One of the great saints of the Presbyterian church, Howard Rice, Professor of Theology, a former Moderator of the Presbyterian General Assembly, said the same thing a little more elegantly: “The heart of the experience of God is an inner knowing that I am loved, loved beyond my comprehension, beyond my earning or deserving.” And then the professor elaborates:
God is love. The experience of God’s love is one that meets our basic need for love so that we can be free to love others. Spiritual experience is the liberation of the self from preoccupation with itself. It is the beginning of freedom to care about others with abandon.
That’s what happened to Jesus one day, standing in the water of the Jordan River. He knew who he was: child of God, the Beloved, and whose he was forever. And it freed him to love with abandon, to live out his life loving his friends, his people, all he touched.
That’s why they followed him, I believe. Nondescript poor people, peasants, fishermen, tax collectors, sinners—people about whom no one ever said a good word. He gave them a new name, a new dignity: child of God, you belong to me forever.
Gripped by the power of God’s love, he and they lived and died without fear.
Do not fear . . .;
I have called you by name, you are mine.”
Faith is being grasped by the power of love.
It is knowing who you are and whose you are.
It is to be free to love with abandon.
And, it is to be afraid of nothing: not fire, not water, nothing—not even death itself.

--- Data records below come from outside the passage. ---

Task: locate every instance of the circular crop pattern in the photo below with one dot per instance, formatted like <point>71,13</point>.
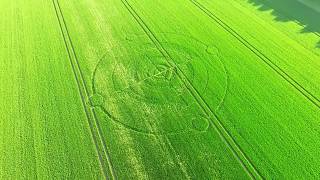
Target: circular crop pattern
<point>144,90</point>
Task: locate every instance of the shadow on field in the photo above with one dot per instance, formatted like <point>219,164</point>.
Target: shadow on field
<point>305,12</point>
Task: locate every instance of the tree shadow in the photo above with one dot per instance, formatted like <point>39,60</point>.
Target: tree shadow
<point>304,12</point>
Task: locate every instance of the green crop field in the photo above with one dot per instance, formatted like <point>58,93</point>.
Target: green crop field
<point>159,89</point>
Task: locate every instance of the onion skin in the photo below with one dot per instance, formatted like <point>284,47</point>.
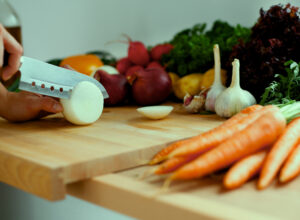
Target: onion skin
<point>132,70</point>
<point>154,64</point>
<point>138,53</point>
<point>159,50</point>
<point>150,86</point>
<point>116,86</point>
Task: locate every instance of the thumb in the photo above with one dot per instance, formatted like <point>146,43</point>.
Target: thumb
<point>51,105</point>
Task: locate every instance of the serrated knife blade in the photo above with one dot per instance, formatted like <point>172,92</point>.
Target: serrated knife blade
<point>47,79</point>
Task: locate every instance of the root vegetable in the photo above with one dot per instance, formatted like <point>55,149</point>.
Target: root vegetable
<point>123,65</point>
<point>138,53</point>
<point>155,64</point>
<point>159,50</point>
<point>206,137</point>
<point>150,86</point>
<point>261,133</point>
<point>108,69</point>
<point>132,70</point>
<point>85,104</point>
<point>155,112</point>
<point>116,86</point>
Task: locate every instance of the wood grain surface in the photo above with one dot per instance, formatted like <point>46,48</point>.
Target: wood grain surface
<point>42,156</point>
<point>203,199</point>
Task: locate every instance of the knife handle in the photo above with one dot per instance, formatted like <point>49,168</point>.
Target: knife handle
<point>5,58</point>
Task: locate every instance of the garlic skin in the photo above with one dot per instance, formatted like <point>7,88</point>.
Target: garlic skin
<point>217,86</point>
<point>234,98</point>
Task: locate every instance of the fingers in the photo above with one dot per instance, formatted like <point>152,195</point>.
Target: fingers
<point>15,51</point>
<point>1,50</point>
<point>51,105</point>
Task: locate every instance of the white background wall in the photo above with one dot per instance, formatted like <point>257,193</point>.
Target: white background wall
<point>58,28</point>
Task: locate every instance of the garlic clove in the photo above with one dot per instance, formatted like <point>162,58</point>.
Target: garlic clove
<point>212,95</point>
<point>217,86</point>
<point>155,112</point>
<point>233,99</point>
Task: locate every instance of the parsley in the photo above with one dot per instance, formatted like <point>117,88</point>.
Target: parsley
<point>193,47</point>
<point>285,90</point>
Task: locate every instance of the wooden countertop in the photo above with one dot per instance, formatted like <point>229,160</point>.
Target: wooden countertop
<point>201,199</point>
<point>42,156</point>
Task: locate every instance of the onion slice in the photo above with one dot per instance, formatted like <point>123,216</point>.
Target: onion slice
<point>155,112</point>
<point>85,104</point>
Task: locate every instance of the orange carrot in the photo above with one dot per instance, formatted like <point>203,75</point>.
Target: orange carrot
<point>197,145</point>
<point>261,133</point>
<point>162,155</point>
<point>279,152</point>
<point>291,168</point>
<point>244,170</point>
<point>173,163</point>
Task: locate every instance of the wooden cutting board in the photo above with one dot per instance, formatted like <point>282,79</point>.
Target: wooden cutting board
<point>203,198</point>
<point>41,157</point>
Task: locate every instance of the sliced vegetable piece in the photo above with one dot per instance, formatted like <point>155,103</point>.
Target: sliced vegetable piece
<point>85,104</point>
<point>155,112</point>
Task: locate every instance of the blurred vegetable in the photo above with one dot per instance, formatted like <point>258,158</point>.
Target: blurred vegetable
<point>116,86</point>
<point>106,57</point>
<point>274,40</point>
<point>217,87</point>
<point>150,86</point>
<point>190,84</point>
<point>233,99</point>
<point>86,63</point>
<point>174,78</point>
<point>286,88</point>
<point>192,47</point>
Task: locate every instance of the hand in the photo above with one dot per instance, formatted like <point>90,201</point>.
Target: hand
<point>15,51</point>
<point>24,106</point>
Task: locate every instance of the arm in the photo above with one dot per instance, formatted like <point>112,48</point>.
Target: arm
<point>20,106</point>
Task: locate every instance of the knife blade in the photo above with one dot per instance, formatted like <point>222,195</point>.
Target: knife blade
<point>47,79</point>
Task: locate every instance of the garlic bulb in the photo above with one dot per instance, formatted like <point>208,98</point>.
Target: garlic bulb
<point>195,104</point>
<point>234,98</point>
<point>217,86</point>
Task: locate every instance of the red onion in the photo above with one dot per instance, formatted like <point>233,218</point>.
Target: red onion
<point>150,86</point>
<point>116,86</point>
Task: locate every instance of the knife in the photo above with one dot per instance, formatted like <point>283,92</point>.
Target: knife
<point>47,79</point>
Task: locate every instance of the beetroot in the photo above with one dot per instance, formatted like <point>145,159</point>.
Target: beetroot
<point>132,69</point>
<point>116,86</point>
<point>123,65</point>
<point>138,53</point>
<point>150,86</point>
<point>159,50</point>
<point>154,64</point>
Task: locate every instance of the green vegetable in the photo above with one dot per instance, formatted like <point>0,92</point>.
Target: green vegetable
<point>193,48</point>
<point>286,89</point>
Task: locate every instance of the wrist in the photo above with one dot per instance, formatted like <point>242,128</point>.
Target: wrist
<point>3,101</point>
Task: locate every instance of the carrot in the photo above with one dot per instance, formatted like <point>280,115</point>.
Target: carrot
<point>162,155</point>
<point>173,163</point>
<point>291,168</point>
<point>261,133</point>
<point>201,144</point>
<point>244,170</point>
<point>279,152</point>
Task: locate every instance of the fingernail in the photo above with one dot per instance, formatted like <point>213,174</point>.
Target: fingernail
<point>57,107</point>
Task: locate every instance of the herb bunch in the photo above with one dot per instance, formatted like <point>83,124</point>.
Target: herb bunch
<point>193,46</point>
<point>285,89</point>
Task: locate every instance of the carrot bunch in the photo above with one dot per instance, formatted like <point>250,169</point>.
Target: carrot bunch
<point>259,140</point>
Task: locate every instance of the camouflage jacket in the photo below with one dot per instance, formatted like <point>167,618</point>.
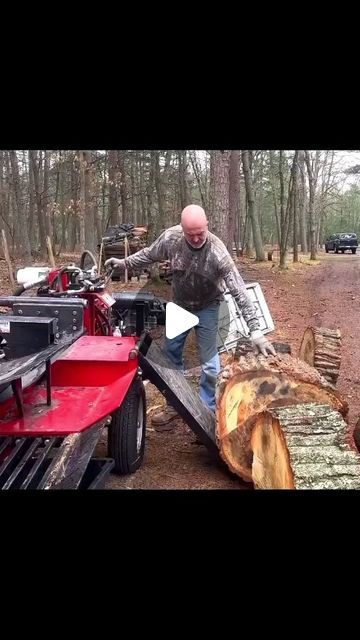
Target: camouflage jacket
<point>198,274</point>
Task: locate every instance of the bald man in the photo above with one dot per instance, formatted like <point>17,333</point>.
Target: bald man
<point>200,263</point>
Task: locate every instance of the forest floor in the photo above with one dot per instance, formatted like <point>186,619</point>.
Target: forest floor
<point>325,293</point>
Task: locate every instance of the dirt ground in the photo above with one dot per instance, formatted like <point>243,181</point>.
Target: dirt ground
<point>325,294</point>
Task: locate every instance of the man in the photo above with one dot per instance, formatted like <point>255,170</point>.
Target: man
<point>200,263</point>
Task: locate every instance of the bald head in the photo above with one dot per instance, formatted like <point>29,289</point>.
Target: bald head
<point>195,225</point>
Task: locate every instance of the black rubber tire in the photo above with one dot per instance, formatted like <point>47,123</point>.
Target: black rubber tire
<point>122,432</point>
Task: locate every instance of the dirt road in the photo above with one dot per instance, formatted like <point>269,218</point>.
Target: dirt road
<point>325,294</point>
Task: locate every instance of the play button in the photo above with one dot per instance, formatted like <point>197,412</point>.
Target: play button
<point>178,320</point>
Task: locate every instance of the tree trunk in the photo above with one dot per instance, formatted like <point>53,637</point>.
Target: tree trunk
<point>62,200</point>
<point>113,196</point>
<point>234,196</point>
<point>308,446</point>
<point>74,204</point>
<point>35,168</point>
<point>312,169</point>
<point>82,200</point>
<point>249,385</point>
<point>184,193</point>
<point>321,348</point>
<point>259,249</point>
<point>144,218</point>
<point>45,194</point>
<point>302,216</point>
<point>21,235</point>
<point>197,174</point>
<point>219,189</point>
<point>3,188</point>
<point>152,218</point>
<point>295,206</point>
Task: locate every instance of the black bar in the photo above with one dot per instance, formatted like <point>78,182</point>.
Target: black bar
<point>16,386</point>
<point>21,463</point>
<point>31,475</point>
<point>11,456</point>
<point>48,382</point>
<point>140,318</point>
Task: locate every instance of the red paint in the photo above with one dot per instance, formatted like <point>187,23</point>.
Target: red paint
<point>89,382</point>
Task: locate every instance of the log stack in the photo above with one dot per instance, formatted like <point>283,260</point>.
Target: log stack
<point>281,424</point>
<point>321,348</point>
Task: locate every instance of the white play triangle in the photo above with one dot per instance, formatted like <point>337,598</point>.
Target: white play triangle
<point>178,320</point>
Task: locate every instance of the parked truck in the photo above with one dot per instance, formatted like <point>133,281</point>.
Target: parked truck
<point>342,242</point>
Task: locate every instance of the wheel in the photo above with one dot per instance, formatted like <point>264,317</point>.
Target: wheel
<point>87,260</point>
<point>126,435</point>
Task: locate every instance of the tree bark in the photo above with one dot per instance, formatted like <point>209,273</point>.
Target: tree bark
<point>234,197</point>
<point>82,198</point>
<point>123,186</point>
<point>113,196</point>
<point>321,348</point>
<point>302,200</point>
<point>21,234</point>
<point>249,385</point>
<point>35,168</point>
<point>308,446</point>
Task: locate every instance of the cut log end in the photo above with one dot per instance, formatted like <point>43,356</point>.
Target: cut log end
<point>303,447</point>
<point>321,349</point>
<point>252,385</point>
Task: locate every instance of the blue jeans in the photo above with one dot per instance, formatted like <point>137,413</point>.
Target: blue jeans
<point>206,336</point>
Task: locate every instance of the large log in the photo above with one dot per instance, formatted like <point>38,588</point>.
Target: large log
<point>304,447</point>
<point>321,348</point>
<point>249,385</point>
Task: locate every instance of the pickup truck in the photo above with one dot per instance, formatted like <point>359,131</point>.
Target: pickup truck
<point>342,242</point>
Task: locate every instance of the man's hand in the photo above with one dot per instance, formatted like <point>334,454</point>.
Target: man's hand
<point>111,263</point>
<point>261,344</point>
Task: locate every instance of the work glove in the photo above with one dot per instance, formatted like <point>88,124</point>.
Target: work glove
<point>111,263</point>
<point>261,344</point>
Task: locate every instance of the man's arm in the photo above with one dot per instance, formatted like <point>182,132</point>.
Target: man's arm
<point>155,253</point>
<point>237,289</point>
<point>236,286</point>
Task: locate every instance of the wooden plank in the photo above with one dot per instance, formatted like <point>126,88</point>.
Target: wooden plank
<point>180,394</point>
<point>7,258</point>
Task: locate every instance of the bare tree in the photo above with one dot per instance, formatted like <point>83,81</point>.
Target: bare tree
<point>253,215</point>
<point>219,200</point>
<point>312,165</point>
<point>234,195</point>
<point>123,185</point>
<point>113,196</point>
<point>21,235</point>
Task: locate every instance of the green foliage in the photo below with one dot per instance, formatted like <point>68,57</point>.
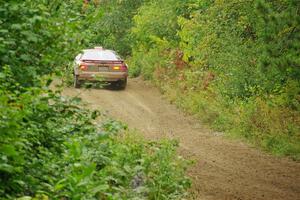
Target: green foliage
<point>40,37</point>
<point>51,146</point>
<point>113,29</point>
<point>233,63</point>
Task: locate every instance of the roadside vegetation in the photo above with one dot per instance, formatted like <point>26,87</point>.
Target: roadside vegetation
<point>51,147</point>
<point>234,64</point>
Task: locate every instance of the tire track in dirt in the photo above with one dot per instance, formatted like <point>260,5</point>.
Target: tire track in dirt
<point>223,169</point>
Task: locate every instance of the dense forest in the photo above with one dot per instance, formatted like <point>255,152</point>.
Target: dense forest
<point>50,145</point>
<point>233,64</point>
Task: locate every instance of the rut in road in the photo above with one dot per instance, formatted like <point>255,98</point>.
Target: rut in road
<point>223,169</point>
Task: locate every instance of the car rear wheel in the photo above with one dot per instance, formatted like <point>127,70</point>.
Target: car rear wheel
<point>76,82</point>
<point>121,84</point>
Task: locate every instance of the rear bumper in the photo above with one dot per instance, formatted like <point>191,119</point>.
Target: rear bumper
<point>102,76</point>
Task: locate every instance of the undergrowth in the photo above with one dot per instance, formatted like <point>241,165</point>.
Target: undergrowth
<point>51,147</point>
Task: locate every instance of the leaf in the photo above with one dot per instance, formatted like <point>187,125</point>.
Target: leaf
<point>99,188</point>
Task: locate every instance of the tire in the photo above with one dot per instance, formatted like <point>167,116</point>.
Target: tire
<point>76,82</point>
<point>122,84</point>
<point>119,85</point>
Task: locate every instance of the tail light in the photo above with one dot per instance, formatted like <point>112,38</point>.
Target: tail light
<point>123,67</point>
<point>120,68</point>
<point>83,67</point>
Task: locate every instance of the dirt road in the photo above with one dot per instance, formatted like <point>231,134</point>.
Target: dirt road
<point>224,169</point>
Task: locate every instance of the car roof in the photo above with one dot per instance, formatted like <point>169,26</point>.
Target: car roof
<point>99,54</point>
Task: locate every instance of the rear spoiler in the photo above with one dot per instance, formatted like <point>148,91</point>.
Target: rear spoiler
<point>104,61</point>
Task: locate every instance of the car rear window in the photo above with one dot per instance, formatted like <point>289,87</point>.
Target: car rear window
<point>100,55</point>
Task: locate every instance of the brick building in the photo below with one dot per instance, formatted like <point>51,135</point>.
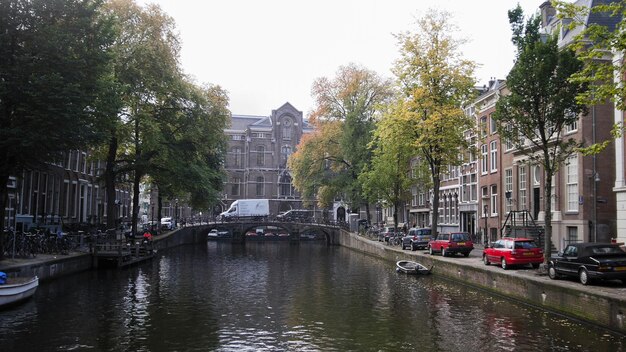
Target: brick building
<point>256,160</point>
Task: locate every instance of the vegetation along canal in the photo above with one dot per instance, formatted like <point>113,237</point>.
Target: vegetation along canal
<point>275,296</point>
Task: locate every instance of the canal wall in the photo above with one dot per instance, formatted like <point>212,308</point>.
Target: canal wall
<point>567,297</point>
<point>48,267</point>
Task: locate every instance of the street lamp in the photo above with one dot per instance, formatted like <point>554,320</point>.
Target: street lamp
<point>176,213</point>
<point>485,213</point>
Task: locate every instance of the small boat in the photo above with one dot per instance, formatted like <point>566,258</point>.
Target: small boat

At the very darkest and lowest points of his life, and there were many of them, Martin Luther used to write on his slate two Latin words: Baptizatus Sum. I am baptized. I know who I am and whose I am.
It was done for many of us before we were even aware of it: carried to the front of the church, held in parents’ arms, water spilled over our heads.
Bob, Betty, Bill, Mary, Yvette, Gary, you are a child of God and you belong to Jesus Christ forever.
And even if you are not baptized, it is for you—it is for everyone—to have, to know, to treasure, and to live. To love with abandon and to fear nothing, ever again.
Do not fear . . .;
I have called you by name, you are mine.
To the Lord who speaks to us, strengthens us, and blesses us with peace, be all glory and honor forever. Amen.
 Peter Storey, “Somebody’s Calling My Name,” Christian Century, December 20-27, 2000, 1332.
 William Sloan Coffin, Credo (Louisville: Westminster John Knox Press, 2004), 7.
 Susan Olasky, “Like a Puppy in a Christmas Stocking,” WORLD Magazine, September 20, 2003.
 Howard Rice, Reformed Spirituality (Louisville: Westminster John Knox Press, 1991), 164-166.